Era um dia lindo de sol, e ele estava indo pro trabalho. Bem que queria ir pra praia. Mas não, tinha que ir trabalhar, como fazia, ao que parece, há milhares de anos.
Chegou na sua mesa e olhou rapidamente os mapas, previsão do tempo e e-mails com milhares de reclamações. Tudo rápido, pra não chegar atrasado na reunião semanal de pauta.
Passou pela sala do café e ouviu de relance o seu nome. Diminuiu os passos e confirmou: sim, a fofoca passivo-agressiva era sobre ele.
Entrou na reunião putaço. Não disfarçou o mau humor e não olhou pra ninguém enquanto os colegas se acomodavam ao redor do chefe. Quando essa merda de bullying vai parar? Por que eu? Nada aqui faz sentido e não posso mais ficar quieto, pensava.
Depois de ouvir os valores das previsões de vendas das franquias, a pauta passou para a inabilidade da equipe de direitos autorais em combater a pirataria e charlatanismo que se espalharam usando alguns nomes da empresa.
Duas horas de uma reunião que poderia ser um e-mail, e, quando o chefe já tinha distribuído as tarefas prioritárias da semana, ele não se aguentou e pediu a palavra.
Levantou, porque precisava ser visto, e solenemente perguntou:
– Quem anda espalhando que eu sou retrógrado??
Saturno, balançando aquele monte de penduricalhos, anéis coloridos e unhas de gel fluorescentes, saiu na defensiva:
– Escuta aqui, bonitão, ninguém aqui fala dos colegas, não. Isso é coisa que os clientes falam…
Marte, sem se importar com a confidencialidade dos protocolos de reclamação, emendou:
– Verdade. A Márcia lá de Piracicaba, o Carlos da Palhoça e mais um monte de gente meteram atestado alegando a sua interferência.
– Tem esse lance da guerra e do estreito fechado também, que começou bem quando parecia que você tava naqueles dias Mercúrio, completou Urano, com sua frieza natural.
– Cara, sério, parem de culpar Mercúrio, isso tudo é teoria da conspiração e falta de terapia dessa gente que não assume as próprias melecas que faz, defendeu Plutão.
Júpiter, sabendo que estavam entrando num terreno nada sólido e tentando tomar controle da situação, decretou:
– Peço gentilmente que você se retire, Plutão. Você é só um estagiário e seu contrato não vai ser renovado.

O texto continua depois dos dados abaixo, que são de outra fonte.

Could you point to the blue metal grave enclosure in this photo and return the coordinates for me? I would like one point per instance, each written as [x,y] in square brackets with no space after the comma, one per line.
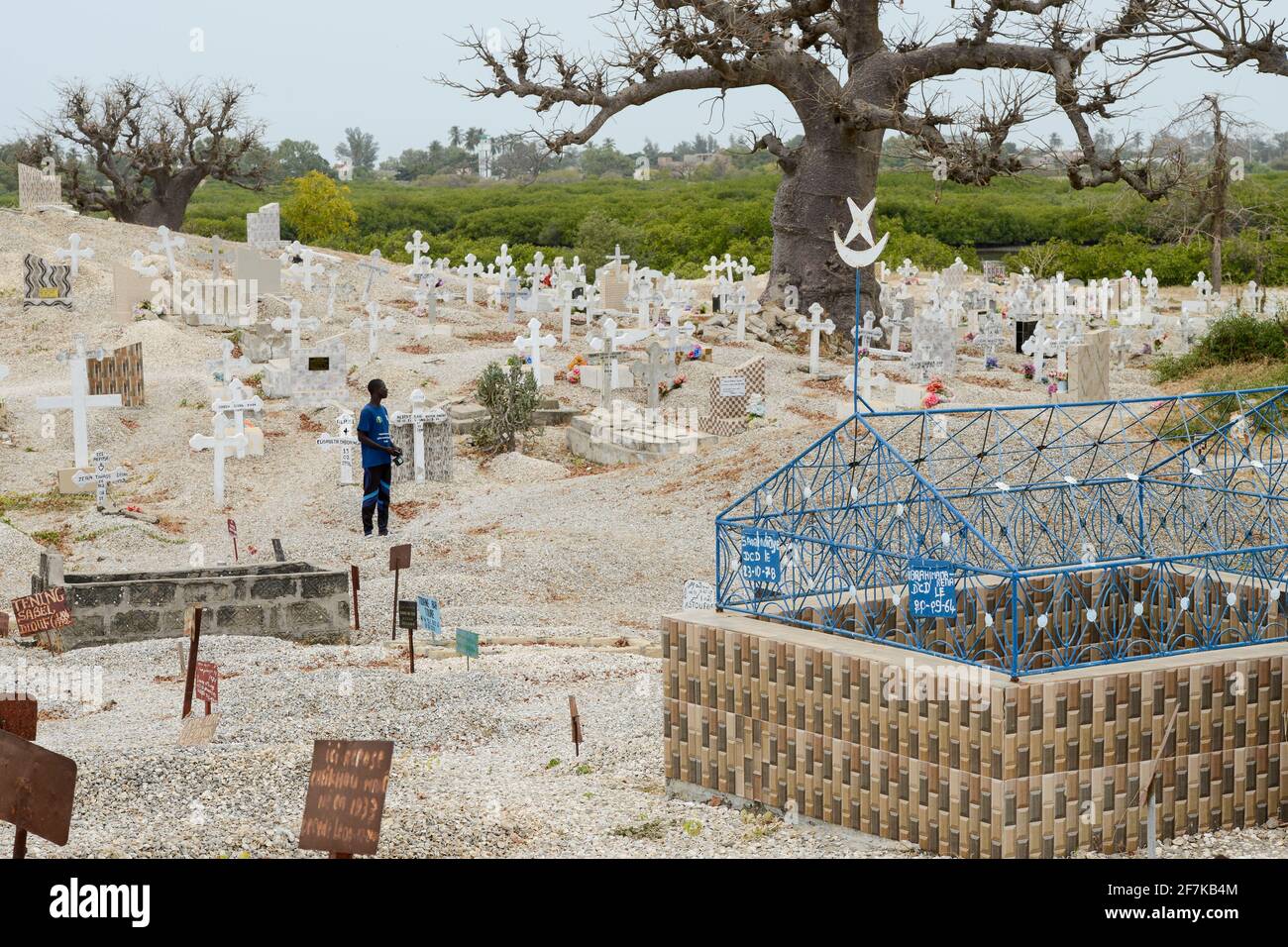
[1063,535]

O chefe Sol, sentindo que não era o centro do Universo daquela conversa, tentou encerrar a reunião. Logo a turma do deixa disso resolveu se manifestar, mas a discussão só aumentou.
Vênus, se sentindo ofuscada, não aguentou e resolveu botar lenha na fogueira também.
– Eu e a Terra somos praticamente irmãs gêmeas, mas vocês só se preocupam em se meter na vida da galera que mora lá, como se não tivesse coisa mais importante pra gente se preocupar!
Netuno, sempre discreto e sem gostar de aparecer muito, resolveu encerrar a discussão com um ataque de sincericídio.
– A verdade, Mercúrio, é que a gente tinha combinado aquele rolê de se alinhar no sábado lá no Pedacinho do Céu da Cidade Baixa, e você nos deu um ghosting nebuloso. Então, sabe como é, a galera mete o pau geral em quem não tá presente.
Mercúrio, visivelmente envergonhado com tudo o que estava ouvindo, lembrou dos bons tempos, de quando a empresa era dirigida por astrônomos e cientistas.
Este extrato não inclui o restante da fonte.